D. Recevabilité de la saisine
I. Conditions de recevabilité
54. Conformément à l'article 112(1)a) CBE, "[a]fin d'assurer une application uniforme du droit ou si une question de droit d'importance fondamentale se pose", une chambre de recours "soit d'office, soit à la requête de l'une des parties, saisit en cours d'instance la Grande Chambre de recours lorsqu'elle estime qu'une décision est nécessaire à ces fins."
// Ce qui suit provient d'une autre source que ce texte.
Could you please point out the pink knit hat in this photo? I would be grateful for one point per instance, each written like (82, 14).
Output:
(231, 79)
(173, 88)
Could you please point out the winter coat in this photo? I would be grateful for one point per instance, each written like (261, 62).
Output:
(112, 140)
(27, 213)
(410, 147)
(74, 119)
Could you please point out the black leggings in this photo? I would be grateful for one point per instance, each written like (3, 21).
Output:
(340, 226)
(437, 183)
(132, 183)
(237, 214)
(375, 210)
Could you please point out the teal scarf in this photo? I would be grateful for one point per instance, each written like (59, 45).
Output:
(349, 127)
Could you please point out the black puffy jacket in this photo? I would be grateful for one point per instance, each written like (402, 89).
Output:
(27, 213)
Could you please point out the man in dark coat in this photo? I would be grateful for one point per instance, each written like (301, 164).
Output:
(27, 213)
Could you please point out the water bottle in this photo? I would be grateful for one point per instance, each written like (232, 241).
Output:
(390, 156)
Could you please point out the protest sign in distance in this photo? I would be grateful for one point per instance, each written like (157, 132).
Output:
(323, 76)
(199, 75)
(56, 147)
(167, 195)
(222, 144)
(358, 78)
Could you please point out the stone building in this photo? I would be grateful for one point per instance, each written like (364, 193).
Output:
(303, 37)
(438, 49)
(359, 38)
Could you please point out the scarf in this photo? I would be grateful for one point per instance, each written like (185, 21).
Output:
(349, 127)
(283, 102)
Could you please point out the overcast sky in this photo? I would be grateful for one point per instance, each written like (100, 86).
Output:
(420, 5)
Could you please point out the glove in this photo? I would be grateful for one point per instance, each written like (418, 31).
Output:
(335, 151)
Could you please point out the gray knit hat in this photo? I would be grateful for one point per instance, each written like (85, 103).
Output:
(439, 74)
55. Même si l'exigence selon laquelle deux chambres doivent avoir rendu des décisions divergentes dans le cas d'une saisine par le Président de l'OEB (article 112(1)b) CBE) ne s'applique pas aux saisines par les chambres de recours, ces dernières doivent en tout état de cause chercher à limiter autant que possible les incohérences dans la jurisprudence.
56. La Grande Chambre de recours doit examiner les conditions de recevabilité susvisées pour chacune des questions soumises (voir, par exemple, G 3/08 et G 2/19). Elle peut reformuler les questions soumises si, par exemple, cela est opportun et utile en vue de mieux traiter les questions juridiques soulevées (G 2/19, A.II ; G 1/12, JO OEB 2014, A114, point 16 des motifs ; G 3/19, JO OEB 2020, A119, point III des motifs).
II. Critères pour apprécier la recevabilité des questions soumises
a) Distinction entre questions de droit et questions de fait
57. Dans les observations d'un des amici curiae, il a été avancé à l'encontre de la recevabilité de la saisine que la question 2 était d'ordre factuel et non juridique. Il a notamment été affirmé que cette question était une question technique ayant trait aux principes techniques qui sous-tendent un système ou un procédé simulé, à laquelle il ne pouvait être répondu que sur la base des circonstances de l'affaire spécifique concernée (observations d'amicus curiae (13)).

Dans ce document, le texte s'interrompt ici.